For the second sentence, he's right, we could also write (wrongly) an article titled "Functions are Sequences" and (try to) apply what we know about dealing with countable sequences to functions

jschveibinz•4h ago
An engineering, signal processing extension/perspective:

An infinite sequence approximates a general function, as described in the article (see the slider bar example). In signal processing applications, functions can be considered (or forced) to be bandlimited so a much lower-order representation (i.e. vector) suffices:

- The subspace of bandlimited functions is much smaller than the full L^2 space - It has a countable orthonormal basis (e.g., shifted sinc functions) - The function can be written as (with sinc functions):

x(t) = \sum_{n=-\infty}^{\infty} f(nT) \cdot \text{sinc}\left( \frac{t - nT}{T} \right)

- This is analogous to expressing a vector in a finite-dimensional subspace using a basis (e.g. sinc)

Discrete-time signal processing is useful for comp-sci applications like audio, SDR, trading data, etc.

QuesnayJr•4h ago
Full $L_2$ also has a countable orthonormal basis. Hermite functions are one example.
77pt77•4h ago
Any basic liniear algebra course should talk about this, at least in the finite dimensional case.

Polynomials come to mind.

ttoinou•2h ago
Finite degree polynomials are vectors yes. Polynomials is a typical example you study when learning about linear algebra. Doesn't say anything about real functions in general though, I don't think any linear algebra course should make the analogies made in this article, that'd be confusing
mouse_•3h ago
I love the prerequisites section. Every technical blog post should start with this.
bmitc•3h ago
I will need to read through the rest of the article later, but the initial intuition building is a bit sloppy. None of those vectors drawn in the initial examples belong to the same vector space. Vectors need to emanate from the same origin to be considered as part of the same vector space.
ttoinou•2h ago
The author seems to be a great educator and computer scientist, much respect to his work. But from what I can gather, although I'd love to study more infinite sized matrices, he proved / showed nothing in this article.
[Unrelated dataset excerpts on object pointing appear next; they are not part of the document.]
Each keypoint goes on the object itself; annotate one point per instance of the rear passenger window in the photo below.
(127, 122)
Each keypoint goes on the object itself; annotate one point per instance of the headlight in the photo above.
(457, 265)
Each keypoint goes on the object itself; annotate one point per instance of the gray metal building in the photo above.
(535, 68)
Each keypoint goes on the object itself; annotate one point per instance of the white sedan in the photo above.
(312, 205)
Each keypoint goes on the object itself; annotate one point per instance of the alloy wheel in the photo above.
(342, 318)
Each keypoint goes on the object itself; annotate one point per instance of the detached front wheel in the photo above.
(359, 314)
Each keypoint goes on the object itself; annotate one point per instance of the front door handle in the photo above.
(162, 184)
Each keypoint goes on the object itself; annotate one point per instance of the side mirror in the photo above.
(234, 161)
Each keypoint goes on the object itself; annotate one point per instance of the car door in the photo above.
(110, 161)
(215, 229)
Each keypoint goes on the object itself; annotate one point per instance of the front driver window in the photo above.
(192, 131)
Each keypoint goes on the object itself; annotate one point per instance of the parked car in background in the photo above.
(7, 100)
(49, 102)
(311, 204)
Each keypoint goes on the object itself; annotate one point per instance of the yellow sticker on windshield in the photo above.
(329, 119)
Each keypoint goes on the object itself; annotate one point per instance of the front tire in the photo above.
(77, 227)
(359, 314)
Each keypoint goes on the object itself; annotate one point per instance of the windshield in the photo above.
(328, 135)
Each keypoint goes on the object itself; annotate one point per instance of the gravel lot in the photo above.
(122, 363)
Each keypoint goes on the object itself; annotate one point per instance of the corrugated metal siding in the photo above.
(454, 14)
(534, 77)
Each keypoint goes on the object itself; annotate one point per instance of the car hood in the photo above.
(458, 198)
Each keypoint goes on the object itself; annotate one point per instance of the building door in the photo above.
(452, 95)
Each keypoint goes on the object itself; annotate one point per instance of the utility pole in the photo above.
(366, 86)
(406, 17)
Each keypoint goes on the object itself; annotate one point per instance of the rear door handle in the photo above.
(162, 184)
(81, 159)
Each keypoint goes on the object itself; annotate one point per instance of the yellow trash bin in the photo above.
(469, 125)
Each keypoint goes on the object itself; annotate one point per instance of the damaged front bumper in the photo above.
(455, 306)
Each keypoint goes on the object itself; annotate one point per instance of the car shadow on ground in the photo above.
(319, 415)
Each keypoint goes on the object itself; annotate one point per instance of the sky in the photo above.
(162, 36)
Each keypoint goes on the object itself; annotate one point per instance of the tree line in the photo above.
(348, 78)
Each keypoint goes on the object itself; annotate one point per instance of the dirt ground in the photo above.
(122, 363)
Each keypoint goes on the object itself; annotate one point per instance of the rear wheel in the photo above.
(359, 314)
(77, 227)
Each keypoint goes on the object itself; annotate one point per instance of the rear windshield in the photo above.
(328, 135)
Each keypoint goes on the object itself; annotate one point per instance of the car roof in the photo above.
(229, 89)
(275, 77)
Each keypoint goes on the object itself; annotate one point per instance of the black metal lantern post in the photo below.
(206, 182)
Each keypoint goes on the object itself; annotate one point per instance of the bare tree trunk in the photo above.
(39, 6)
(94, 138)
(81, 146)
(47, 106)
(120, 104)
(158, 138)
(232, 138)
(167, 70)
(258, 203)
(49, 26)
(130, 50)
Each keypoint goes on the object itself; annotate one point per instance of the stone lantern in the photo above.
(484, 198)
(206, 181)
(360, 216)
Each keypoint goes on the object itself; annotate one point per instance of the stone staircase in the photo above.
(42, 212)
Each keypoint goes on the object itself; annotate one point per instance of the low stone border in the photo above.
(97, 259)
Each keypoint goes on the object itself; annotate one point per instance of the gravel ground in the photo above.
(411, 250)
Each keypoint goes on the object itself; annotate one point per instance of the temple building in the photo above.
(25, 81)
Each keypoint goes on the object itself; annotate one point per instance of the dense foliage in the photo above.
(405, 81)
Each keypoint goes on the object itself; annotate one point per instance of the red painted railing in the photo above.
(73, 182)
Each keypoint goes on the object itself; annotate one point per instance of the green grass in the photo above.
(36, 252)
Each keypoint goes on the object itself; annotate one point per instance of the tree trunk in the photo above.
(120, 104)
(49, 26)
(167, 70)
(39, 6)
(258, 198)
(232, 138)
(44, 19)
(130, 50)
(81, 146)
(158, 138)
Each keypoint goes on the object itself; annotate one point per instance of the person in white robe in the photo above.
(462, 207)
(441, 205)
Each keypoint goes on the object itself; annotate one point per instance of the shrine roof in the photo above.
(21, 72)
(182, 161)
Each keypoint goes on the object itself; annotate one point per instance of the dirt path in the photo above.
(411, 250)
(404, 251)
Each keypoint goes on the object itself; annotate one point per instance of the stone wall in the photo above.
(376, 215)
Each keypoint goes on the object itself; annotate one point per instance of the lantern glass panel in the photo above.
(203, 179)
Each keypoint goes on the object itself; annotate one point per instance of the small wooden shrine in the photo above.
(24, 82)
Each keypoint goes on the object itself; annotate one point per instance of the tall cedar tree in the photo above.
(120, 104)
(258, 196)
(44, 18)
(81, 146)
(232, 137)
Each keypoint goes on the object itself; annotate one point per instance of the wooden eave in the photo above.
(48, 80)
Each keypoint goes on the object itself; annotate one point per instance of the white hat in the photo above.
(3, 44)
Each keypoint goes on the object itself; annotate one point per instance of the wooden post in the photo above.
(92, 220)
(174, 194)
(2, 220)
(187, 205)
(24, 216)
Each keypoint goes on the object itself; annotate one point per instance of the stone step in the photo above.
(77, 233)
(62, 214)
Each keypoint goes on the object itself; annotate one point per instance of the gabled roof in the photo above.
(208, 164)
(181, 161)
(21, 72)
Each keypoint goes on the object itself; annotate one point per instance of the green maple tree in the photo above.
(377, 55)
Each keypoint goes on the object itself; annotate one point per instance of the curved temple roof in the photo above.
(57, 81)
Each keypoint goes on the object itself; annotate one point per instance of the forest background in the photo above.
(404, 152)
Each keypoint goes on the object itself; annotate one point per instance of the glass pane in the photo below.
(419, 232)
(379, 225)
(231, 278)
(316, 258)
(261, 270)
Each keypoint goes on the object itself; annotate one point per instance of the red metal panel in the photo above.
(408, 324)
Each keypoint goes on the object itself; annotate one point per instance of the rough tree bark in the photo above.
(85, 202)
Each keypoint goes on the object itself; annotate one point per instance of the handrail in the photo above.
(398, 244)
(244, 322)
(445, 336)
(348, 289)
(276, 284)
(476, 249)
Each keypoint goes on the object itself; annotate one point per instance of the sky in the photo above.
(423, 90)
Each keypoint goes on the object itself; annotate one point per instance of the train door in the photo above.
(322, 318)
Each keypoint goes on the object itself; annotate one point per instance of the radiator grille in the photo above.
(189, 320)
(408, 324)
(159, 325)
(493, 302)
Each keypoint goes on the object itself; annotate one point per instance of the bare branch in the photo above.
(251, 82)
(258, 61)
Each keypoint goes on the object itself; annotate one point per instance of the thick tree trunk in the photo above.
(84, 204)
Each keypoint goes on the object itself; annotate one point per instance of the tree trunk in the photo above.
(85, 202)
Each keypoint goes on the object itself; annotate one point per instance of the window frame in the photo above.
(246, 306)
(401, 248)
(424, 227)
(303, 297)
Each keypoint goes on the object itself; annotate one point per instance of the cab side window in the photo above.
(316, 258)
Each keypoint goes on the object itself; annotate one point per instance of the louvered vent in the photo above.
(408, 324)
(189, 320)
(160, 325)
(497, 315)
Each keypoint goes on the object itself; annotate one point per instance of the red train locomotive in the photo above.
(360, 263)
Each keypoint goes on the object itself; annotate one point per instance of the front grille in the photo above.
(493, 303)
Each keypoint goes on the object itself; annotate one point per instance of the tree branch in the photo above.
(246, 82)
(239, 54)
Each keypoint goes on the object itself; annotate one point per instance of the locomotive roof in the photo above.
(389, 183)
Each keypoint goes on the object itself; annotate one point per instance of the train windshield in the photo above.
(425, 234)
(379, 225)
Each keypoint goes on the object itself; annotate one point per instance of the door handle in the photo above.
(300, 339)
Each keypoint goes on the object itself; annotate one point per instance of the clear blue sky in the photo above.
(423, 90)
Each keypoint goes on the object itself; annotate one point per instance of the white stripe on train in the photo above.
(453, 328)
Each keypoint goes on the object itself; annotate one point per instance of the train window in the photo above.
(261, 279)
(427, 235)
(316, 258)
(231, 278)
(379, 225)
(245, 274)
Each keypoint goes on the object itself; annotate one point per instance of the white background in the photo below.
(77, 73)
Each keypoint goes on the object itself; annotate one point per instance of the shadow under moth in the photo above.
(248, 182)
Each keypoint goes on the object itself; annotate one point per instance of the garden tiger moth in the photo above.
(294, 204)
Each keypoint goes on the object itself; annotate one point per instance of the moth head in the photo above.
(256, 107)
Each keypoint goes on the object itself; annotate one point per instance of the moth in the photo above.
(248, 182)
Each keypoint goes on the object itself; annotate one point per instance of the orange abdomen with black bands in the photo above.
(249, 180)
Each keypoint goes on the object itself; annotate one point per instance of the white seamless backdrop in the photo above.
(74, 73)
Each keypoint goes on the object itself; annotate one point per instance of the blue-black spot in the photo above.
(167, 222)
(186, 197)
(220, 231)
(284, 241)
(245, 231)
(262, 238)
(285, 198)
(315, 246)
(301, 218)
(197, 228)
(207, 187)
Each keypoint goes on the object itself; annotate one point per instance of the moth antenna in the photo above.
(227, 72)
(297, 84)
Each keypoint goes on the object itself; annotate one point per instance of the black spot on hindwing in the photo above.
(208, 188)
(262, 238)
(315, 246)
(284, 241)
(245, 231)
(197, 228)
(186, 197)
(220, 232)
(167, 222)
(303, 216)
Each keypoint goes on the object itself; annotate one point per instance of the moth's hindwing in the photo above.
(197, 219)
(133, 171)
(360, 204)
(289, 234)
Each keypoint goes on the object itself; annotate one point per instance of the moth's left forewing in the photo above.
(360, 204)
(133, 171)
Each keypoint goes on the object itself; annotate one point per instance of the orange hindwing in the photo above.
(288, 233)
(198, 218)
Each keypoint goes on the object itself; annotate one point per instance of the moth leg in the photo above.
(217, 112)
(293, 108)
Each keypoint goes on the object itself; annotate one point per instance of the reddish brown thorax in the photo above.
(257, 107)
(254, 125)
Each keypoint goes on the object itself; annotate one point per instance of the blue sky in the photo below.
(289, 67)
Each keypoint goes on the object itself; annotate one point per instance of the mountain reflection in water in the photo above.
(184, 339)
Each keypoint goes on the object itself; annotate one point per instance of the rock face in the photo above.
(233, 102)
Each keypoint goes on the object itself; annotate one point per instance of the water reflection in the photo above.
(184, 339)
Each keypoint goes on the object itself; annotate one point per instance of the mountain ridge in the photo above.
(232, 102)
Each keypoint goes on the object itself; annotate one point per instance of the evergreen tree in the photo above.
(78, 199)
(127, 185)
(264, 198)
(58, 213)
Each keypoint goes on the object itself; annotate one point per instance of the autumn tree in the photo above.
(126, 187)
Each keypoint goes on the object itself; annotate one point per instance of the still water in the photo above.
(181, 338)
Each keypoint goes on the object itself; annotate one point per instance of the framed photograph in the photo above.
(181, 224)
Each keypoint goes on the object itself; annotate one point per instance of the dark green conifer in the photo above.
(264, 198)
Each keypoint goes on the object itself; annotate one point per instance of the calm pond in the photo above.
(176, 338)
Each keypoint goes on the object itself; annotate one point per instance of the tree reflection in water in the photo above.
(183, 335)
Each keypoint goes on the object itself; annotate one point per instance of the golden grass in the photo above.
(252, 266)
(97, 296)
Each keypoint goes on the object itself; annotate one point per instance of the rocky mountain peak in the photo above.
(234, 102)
What he wrote is not true at all, they are only analogies and not rigorous maths. Functions are not vectors. But finite polynomials are vectors yes, this is trivial.
gizmo686•2h ago
https://thenumb.at/Functions-are-Vectors/#proofs

It's not a particularly interesting proof, but the author does prove that real valued functions are vectors. The bulk of the article is less about proofs, and more about showing how the above result is useful.

ttoinou•1h ago
Vectors in the way he talks about in the beginning. With indices (and then extending to "In higher dimensions, vectors start to look more like functions!"). Of course if you use the general meaning of every word, vectors are functions and functions are vectors, and this article shouldn't then have anything interesting to talk about.

  how the above result is useful
It doesn't seem useful at all to me, the examples in the article are not that interesting. On the contrary it is more confusing than anything to apply linear algebra to real valued functions.